A generalized linear model, with stick functions at event onsets and parametric modulators reflecting musical features (tempo, volume, spectral bands), indicates that STS activity is sensitive to both emotional consensus and auditory complexity. No significant activation was observed in the amygdala or IFG under similar contrasts. This suggests that STS acts as a hub for rapid audiovisual binding—supporting both perceptual mirroring and inter-subject synchrony—rather than encoding emotional valence exclusively (Muller-Rodriguez et al., 22 Oct 2024).

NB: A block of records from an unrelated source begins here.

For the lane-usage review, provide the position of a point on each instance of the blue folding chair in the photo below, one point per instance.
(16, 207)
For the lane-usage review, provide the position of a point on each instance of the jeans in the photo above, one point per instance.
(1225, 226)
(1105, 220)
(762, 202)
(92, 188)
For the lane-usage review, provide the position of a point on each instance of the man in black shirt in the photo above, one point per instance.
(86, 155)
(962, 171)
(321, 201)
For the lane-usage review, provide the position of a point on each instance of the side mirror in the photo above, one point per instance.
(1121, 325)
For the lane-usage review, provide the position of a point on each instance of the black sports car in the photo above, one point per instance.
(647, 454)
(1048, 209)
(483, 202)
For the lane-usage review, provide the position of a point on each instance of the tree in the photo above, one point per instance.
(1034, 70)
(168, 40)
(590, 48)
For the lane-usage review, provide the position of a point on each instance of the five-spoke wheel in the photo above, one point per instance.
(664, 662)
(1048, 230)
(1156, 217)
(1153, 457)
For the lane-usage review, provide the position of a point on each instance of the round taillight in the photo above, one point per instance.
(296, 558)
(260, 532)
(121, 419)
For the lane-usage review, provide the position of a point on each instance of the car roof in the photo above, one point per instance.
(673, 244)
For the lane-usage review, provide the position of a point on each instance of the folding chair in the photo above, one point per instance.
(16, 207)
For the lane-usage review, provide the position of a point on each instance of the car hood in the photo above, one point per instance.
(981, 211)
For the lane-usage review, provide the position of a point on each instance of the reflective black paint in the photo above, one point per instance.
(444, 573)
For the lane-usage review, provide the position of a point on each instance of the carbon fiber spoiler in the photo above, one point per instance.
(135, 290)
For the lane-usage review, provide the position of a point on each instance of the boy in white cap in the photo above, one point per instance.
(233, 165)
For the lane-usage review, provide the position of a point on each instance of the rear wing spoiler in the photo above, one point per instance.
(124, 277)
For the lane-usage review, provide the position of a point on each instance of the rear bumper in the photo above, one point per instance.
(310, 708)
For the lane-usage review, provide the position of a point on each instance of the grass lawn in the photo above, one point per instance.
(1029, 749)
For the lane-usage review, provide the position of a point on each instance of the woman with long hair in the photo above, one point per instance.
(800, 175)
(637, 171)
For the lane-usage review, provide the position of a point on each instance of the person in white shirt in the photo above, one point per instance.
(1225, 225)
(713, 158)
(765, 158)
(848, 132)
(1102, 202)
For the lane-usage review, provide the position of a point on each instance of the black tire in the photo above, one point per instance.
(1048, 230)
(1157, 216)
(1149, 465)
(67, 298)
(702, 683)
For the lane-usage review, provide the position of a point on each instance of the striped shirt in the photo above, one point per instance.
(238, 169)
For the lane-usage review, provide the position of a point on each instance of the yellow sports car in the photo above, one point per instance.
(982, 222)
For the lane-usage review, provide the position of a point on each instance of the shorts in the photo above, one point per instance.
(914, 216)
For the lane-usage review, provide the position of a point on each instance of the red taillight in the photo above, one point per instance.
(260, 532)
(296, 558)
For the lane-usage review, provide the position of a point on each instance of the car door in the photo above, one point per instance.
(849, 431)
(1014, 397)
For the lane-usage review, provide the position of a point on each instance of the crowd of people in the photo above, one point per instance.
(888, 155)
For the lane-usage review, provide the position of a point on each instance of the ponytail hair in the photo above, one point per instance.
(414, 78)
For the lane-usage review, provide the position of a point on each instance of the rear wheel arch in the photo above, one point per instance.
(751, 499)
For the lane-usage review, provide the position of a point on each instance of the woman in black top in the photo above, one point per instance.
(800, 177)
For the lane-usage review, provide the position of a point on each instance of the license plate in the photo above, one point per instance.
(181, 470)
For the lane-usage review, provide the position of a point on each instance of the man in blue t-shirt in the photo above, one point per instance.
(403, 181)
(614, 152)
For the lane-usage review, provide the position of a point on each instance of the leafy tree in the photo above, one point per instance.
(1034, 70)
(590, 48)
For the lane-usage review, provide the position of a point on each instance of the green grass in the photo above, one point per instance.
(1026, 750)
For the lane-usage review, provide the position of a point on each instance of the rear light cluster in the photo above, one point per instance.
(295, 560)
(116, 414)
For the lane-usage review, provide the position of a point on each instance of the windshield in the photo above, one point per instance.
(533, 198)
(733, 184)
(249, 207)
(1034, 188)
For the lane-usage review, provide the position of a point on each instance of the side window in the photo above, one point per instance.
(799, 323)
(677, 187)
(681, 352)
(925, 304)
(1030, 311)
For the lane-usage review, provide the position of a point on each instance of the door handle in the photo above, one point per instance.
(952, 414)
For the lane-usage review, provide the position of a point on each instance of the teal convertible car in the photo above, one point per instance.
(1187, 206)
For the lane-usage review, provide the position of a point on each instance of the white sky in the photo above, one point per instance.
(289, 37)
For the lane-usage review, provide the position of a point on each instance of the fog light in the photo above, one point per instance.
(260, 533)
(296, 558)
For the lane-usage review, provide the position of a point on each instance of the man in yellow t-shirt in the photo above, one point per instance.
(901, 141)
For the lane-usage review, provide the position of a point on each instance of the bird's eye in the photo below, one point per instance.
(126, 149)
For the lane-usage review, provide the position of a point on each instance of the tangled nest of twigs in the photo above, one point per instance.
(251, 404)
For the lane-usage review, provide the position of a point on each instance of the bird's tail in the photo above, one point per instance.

6. Theoretical Conclusions and Integration with Visual Systems

The classical two-stream model posited orthogonal dorsal and ventral pathways, responsible for spatial/action and object/identity processing, respectively. Anatomical, neuroimaging, and neuropsychological data now substantiate a “third visual pathway” through V5/MT into STS, dedicated to social perception, dynamic biological motion, and action understanding (Pitcher, 10 Dec 2025). The pSTS displays bilateral, panoramic receptive fields, equal responsiveness irrespective of stimulus hemifield, and independence from ventral face networks. Furthermore, lesion and TMS studies confirm selective impairment of dynamic social cue processing with STS disruption, but not with ventral (OFA/FFA) damage.

This third pathway’s computational role is to transform visual motion input into high-level social inferences, providing essential perceptual evidence for downstream mentalizing circuits (TPJ, medial PFC) and supporting adaptive social interaction. The integration is accomplished through distributed circuits along the STS’s posterior–anterior axis, with gradations for biological motion, facial/body cues, audiovisual integration, language, and high-level cognition.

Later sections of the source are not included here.